Malheureusement nous sommes si profondément déchus, si entièrement « vendus au péché, » que notre entendement lui-même en est obscurcij. Jugeant de la nature humaine vraie d’après l’état où cette nature a été réduite en nous par le péché, nous ne pouvons entendre parler de l’existence de la tentation, sans admettre aussitôt qu’il y a eu péché du cœur, ni de progrès moral sans voir aussitôt dans ce fait un progrès du mal au bien. — Tel n’a certes pas été le cas pour Jésus ; mais aussi tel n’est nécessairement le cas que pour la nature, nous ne disons pas de l’homme, mais de l’homme déchu, de l’homme anormal, du pécheur.
j – Éphésiens 4.18, 23.
Or, nous le savons, Christ n’était pas tel : Christ n’a pas péché. Au contraire, toute victoire étant chez lui entière, absolue, sincère, elle ne s’est pas répétée dans sa vie. Chaque pas en avant a aussi été un pas définitif : si nous y regardons de près, nous ne le voyons tenté qu’une fois par les trois grandes convoitises, qu’une fois par la fatigue, qu’une fois par la séduction des affections terrestres, qu’une fois par la faiblesse de la chair et par la terreur.
Si donc l’Evangile nous montre en Jésus un simple homme, il ne nous fait nullement voir en lui un homme comme nous. Lorsque l’Apôtre dit qu’il fut « semblable à nous en toutes choses excepté le péché, » cela ne veut point dire que Jésus fut ce qu’aurait été l’un de nous dont on serait en droit d’assurer qu’il n’eût jamais commis aucun péché. Nullement ! même alors, cet homme impossible eût eu en lui une nature déchue et détournée de son origine.
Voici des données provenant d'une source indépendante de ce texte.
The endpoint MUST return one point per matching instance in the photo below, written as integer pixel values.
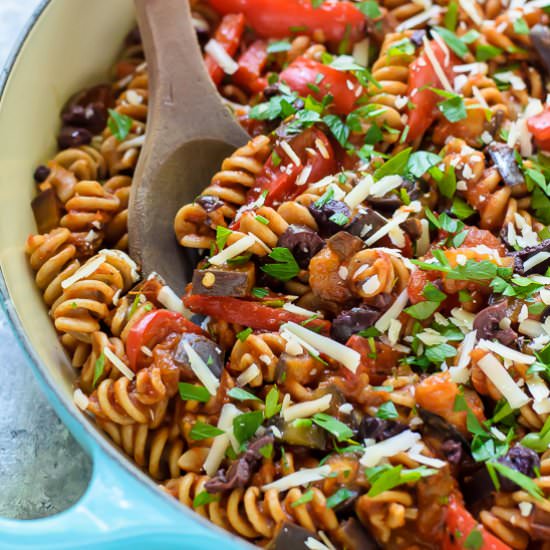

Lorsque l’Evangile nous enseigne que Jésus a été sans péché, ce qu’il veut dire par là, c’est que l’élément du péché, avec toutes les conséquences qu’entraîne, pour l’organisme spirituel et sensible de l’être humain, la présence de cet élément dans son centre, n’a pas été admis dans sa nature d’homme, laquelle s’est maintenue pure, normale, et capable par conséquent d’exercer tous les pouvoirs dont il avait plu au Créateur d’enrichir cette nature au jour où il conçut la pensée de l’homme.
Et si telle est l’image qui ressort pour nous de l’étude des faits de la vie de Jésus, c’est aussi là le résultat auquel nous conduit celle de ses paroles.